Na Amazônia, segundo o Inpe, 75% do desmatamento devem-se à implantação de novas pastagens. No Cerrado, este índice é de 56%. A emissão total associada à pecuária nesses biomas pode ter chegado a 1,09 bilhão de toneladas de CO2 no período estudado.
Em outubro, o Ministério do Meio Ambiente anunciou que a agropecuária seria responsável por 25% das emissões de dióxido de carbono do país. A diferença em relação àquele levantamento é que este considera não apenas a criação de gado, como o desmatamento necessário para viabilizar a atividade.
- Mesmo em anos de menor desmatamento, a pecuária é responsável por, pelo menos, 40% das emissões de gases-estufa do Brasil - alerta o climatologista do Inpe Carlos Nobre, um dos coordenadores do estudo. - Por isso acreditamos que este setor econômico oferece a maior oportunidade de mitigação.
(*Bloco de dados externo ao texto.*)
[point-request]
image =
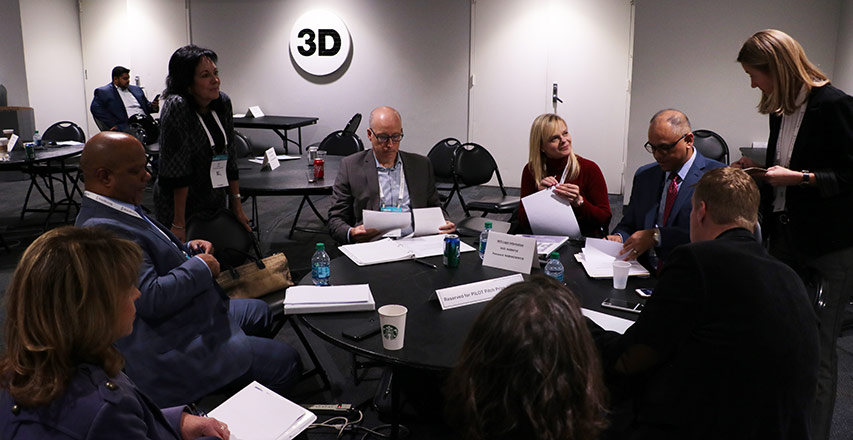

É preciso investir na eficiência da cadeia produtiva e na recuperação das pastagens.
Segundo a ONG Amigos da Terra/Amazônia Brasileira, que participou da elaboração da pesquisa, hoje a ocupação média no país é de uma cabeça de gado por hectare, embora exista tecnologia para que este índice seja triplicado.
- O melhor uso do espaço implicaria em um investimento com retorno econômico direto - garante Roberto Smeraldi, diretor da ONG. - O animal chegaria à engorda mais rapidamente, faria menos fermentação e, por isso, liberaria menos gases-estufa.